Algumas correntes de analistas consideram que os sonhos utilizam uma linguagem simbólica para disfarçar a realidade e, assim, poder expressá-la sem a censura da consciência.
           Os símbolos da imagem onírica são, predominantemente, constituídos por imagens cujo valor (estado afetivo que desperta) e significado está, na maioria das vezes, internamente ligado à vida consciente do sonhador. Por isso, não é possível estabelecer uma relação universal direta entre a imagem e seu significado.
           Um cavalo que aparece no sonho de um homem do campo, com grande probabilidade, não terá o mesmo significado do que o mesmo animal no sonho de uma pessoa que nasceu e viveu numa grande cidade.
           Contudo, existem critérios gerais que nos permitem analisar e interpretar alguns sonhos.



            Sonhos que devem ser interpretados

           Somente os sonhos repetitivos e os “marcantes” requerem interpretação quando conseguimos recordá-los plenamente.
            Os sonhos repetitivos normalmente têm mensagens importantes que precisam ser codificadas, pois denotam a existência de uma realidade que precisa urgentemente fazer parte de nossa vida consciente.
           Sonhos marcantes são aqueles que nos despertam, sem nenhum motivo aparente, exceto o próprio sonho que “quer tornar-se consciente”.
           Os pesadelos não podem ser considerados como “marcantes”, suas causas são variadas e podem estar relacionadas com a disposição física do sonhador: posição em que está deitado, alimentação, etc.
           Quando são repetitivos, é provável um distúrbio no campo psicológico: fobias, traumas, etc.


           
            A localização no tempo

           O sonho pode estar relacionado com ações do passado, presente ou futuro. A velocidade da ação de nossa psique/alma é infinitamente superior àquela percebida pela nossa consciência de vigília.
            Essa velocidade permite ao sonho quebrar as barreiras do tempo e do espaço. Isso nossa consciência tem dificuldade de aceitar. O homem consciente está preso no espaço-tempo.
           Mas nossos sonhos não sofrem a restrição de nossa consciência de vigília.

Interpretar um sonho é encontrar o significado que
o conteúdo tem para o sonhador.

           Os sonhos são um fato que nos obriga a transformar os limites que delimitam o mundo da realidade criada pela nossa visão racionalista da existência.

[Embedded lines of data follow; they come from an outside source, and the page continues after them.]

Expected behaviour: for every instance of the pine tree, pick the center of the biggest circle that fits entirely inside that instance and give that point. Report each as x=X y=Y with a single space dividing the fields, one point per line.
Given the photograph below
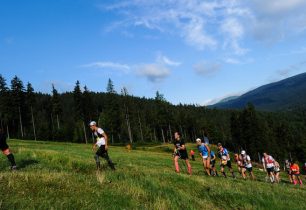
x=110 y=87
x=30 y=96
x=17 y=102
x=77 y=102
x=56 y=107
x=4 y=105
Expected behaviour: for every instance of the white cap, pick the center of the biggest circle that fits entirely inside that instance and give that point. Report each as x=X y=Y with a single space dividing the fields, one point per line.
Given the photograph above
x=92 y=123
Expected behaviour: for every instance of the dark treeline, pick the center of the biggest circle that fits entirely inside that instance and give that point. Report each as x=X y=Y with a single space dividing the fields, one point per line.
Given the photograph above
x=26 y=114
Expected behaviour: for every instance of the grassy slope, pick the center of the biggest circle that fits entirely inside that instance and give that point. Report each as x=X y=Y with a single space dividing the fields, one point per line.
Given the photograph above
x=63 y=176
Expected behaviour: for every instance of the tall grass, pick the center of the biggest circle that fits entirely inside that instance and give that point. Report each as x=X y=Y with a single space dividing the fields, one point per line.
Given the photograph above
x=63 y=176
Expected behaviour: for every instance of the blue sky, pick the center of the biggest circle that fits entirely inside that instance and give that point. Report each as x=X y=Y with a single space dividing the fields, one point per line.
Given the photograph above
x=191 y=51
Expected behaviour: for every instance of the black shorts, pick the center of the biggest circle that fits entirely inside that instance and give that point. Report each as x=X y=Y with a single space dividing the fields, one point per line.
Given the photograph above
x=3 y=146
x=228 y=164
x=182 y=155
x=269 y=170
x=101 y=151
x=249 y=169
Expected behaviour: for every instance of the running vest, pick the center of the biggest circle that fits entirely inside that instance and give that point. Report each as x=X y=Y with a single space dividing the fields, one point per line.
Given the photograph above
x=269 y=161
x=247 y=161
x=203 y=150
x=295 y=169
x=99 y=136
x=223 y=153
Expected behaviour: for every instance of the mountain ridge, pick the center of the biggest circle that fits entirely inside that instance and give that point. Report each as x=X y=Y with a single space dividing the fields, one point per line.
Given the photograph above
x=285 y=94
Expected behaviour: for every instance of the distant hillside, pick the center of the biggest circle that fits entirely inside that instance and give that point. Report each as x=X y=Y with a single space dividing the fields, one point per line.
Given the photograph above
x=286 y=94
x=227 y=99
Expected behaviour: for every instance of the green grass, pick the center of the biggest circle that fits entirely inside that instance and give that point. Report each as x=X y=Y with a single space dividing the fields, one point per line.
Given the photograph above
x=63 y=176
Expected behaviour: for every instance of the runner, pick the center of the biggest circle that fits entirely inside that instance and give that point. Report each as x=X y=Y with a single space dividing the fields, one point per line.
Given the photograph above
x=287 y=166
x=192 y=155
x=101 y=143
x=213 y=170
x=205 y=155
x=225 y=160
x=6 y=151
x=268 y=164
x=238 y=161
x=276 y=171
x=180 y=152
x=247 y=165
x=295 y=172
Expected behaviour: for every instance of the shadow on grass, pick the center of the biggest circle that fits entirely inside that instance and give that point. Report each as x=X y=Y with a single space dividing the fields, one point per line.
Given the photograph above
x=25 y=163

Mostra-nos uma realidade que a razão esconde, mas que necessita expressar.
            Como a linguagem simbólica, os sonhos talvez não necessitam ser totalmente interpretados, assim como a Beleza.
            Para viver os mistérios da vida não é suficiente razão.
            Necessitamos também dos sentimentos, da intuição, da vontade, da fé, de uma estrela que nos inspira e que nos dê o sentido da vida.
           Enfim, se não somos capazes de saber o significado do que vivemos cotidianamente, também não seremos capazes de saber o significado dos sonhos.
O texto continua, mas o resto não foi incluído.